Background/Question/Methods
As species’ ranges shift to track climate change, conservationists increasingly recognise the need to consider connectivity when designating protected areas (PAs). In fragmented landscapes, certain habitat patches can be key to connectivity, but methods for their identification are not widely used. Additionally, previous research has focused on the connectivity of PA networks, rather than the connectivity of the habitat networks those PAs exist to conserve. As a result, areas of habitat that play a vital role in network connectivity may have been overlooked in our designation systems, leaving their connectivity vulnerable. Here, we assess the capacity of England’s PAs to secure long-distance connectivity in a suit of 16 national conservation priority habitats.
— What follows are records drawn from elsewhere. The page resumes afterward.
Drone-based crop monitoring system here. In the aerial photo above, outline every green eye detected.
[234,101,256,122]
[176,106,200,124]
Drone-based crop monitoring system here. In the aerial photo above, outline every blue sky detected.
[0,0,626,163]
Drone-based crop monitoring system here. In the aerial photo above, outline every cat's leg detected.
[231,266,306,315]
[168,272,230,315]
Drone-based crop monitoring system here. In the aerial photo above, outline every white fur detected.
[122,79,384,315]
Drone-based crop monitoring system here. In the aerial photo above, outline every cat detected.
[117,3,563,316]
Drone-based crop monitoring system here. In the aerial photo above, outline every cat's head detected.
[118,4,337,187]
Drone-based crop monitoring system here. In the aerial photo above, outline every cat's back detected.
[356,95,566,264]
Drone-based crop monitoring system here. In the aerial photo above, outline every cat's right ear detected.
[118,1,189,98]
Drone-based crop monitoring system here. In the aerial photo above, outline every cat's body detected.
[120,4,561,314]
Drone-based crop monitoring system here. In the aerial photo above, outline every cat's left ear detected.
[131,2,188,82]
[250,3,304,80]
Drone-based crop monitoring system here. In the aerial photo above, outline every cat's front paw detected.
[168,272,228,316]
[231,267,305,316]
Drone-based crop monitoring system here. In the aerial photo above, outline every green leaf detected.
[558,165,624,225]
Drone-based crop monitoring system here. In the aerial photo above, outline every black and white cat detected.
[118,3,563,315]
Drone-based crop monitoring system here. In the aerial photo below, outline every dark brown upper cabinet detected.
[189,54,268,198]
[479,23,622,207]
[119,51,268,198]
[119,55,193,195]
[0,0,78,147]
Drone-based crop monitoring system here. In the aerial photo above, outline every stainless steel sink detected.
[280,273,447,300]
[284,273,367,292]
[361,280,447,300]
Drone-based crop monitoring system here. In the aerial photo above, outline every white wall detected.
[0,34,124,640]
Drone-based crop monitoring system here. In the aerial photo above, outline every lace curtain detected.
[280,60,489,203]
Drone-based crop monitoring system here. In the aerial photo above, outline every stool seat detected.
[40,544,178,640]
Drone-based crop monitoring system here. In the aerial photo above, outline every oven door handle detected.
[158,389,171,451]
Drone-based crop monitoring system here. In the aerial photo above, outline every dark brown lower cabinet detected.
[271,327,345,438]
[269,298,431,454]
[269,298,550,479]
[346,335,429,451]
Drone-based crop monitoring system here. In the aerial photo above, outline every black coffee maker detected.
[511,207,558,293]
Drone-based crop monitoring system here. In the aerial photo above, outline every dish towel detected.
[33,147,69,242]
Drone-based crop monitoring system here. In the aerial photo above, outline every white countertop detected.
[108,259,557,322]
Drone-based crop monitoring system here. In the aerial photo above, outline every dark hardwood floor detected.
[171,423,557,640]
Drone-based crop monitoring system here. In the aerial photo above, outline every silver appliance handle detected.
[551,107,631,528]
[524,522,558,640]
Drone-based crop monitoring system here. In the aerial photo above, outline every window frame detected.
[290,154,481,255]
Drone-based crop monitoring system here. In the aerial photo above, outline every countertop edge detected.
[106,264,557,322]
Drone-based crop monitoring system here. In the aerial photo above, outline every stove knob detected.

We use Condatis, a landscape-scale decision-support software with a basis in circuit theory, to identify “high-flow” habitat patches critical to long-distance connectivity and range expansion under climate change. To better understand and conserve patches, we ask: (1) To what extent are high-flow patches represented in England’s current PA network? (2) How is the protection and/or high-flow status of habitat patches related to their area? (3) How much extra network connectivity could be conserved through a targeted protection of high-flow patches?
Results/Conclusions
We find that a concerning proportion of high-flow patches are left out of existing PAs. Across the habitats included in the study, an average of 13.6% less of a habitat network’s connectivity is protected than its area. GLMs including both area and flow as predictors of protection status found predominantly negative effects for flow, despite also finding positive effects for patch area, which is positively correlated with flow. We conclude that the legacy of past protection decisions has left habitat-specialist species vulnerable under climate change. This situation is likely mirrored in may countries, which have similar guiding principles and practical considerations for habitat protection. Addressing the under-protection of connectivity requires specific planning tools that can account for the directions in which species may shift. Our connectivity-led reserve selection procedure, which is applicable to habitats and species across the globe, was able to protect on average 32.5% more connectivity in these landscapes with just a 10% increase in the area protected. We feel that these results show promise in filling such a role, and could form part of a nuanced prioritisation process, accounting for land-use changes, habitat quality, climate suitability, and landscape connectivity.